Akers taught the girl in her freshman and sophomore English classes and also served as a faculty adviser for a club she belonged to.

In June 2011, their relationship became sexual and the two met at homes, including her grandmother's, for intercourse. She was 15 years old at the time.

The pair continued their relationship that fall, often meeting at school early in the morning and between classes "to talk, kiss and have sex in his classroom," Vaught wrote. If the girl was running late after an encounter, Akers would write her a note excusing her tardiness.

The encounters continued after she learned that she was pregnant with his child. Akers finally told her, weeks before their son's July 2012 birth, that he couldn't leave his wife and to "leave him alone."

Akers delivered the news via text message.

Ultimately Akers was convicted of first-degree sexual assault, a Class A felony punishable by up to 30 years in prison, because he was in a position of authority as a teacher involved with a minor.

He was also convicted of fourth-degree sexual assault because he was an adult over the age of 20 having sex with a child under the age of 16. The Class D felony is punishable by up to five years in prison.

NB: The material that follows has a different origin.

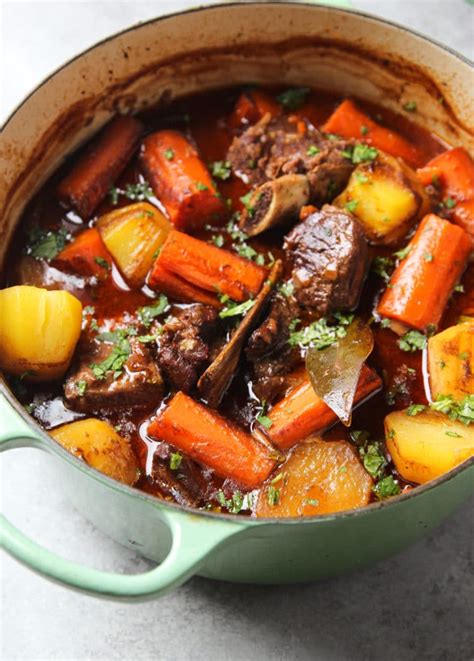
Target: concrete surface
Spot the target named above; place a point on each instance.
(418, 605)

After his April 23, 2014, conviction, Akers appealed, arguing that Circuit Judge John Fogleman should have given him a summary acquittal because prosecutors failed to demonstrate that he used his position as a teacher to take advantage of the student.

Vaught sided with the lower court's ruling by finding that the state didn't need to prove he used influence in the relationship. The state's sexual assault statute simply requires that he be a teacher or an employee at her school.

Akers argued that the state law criminalizes "otherwise legal" sexual conduct, which violates his right to privacy, and does so "solely" because he is a teacher, which violates his constitutional right to equal protection.

Laws touching on equal protection need only to have a rational government interest to be valid, Vaught wrote.

Ultimately, Vaught noted, the state has an interest in making laws which "punish school district employees who abuse their positions of trust and authority" for encounters with "children."

While the Arkansas Supreme Court recently struck down a statute that prohibited sex between schoolteachers and consenting-age students, Vaught noted that the student in the earlier case had been 18 years old.

Akers remained at the Cummins Unit prison in Gould.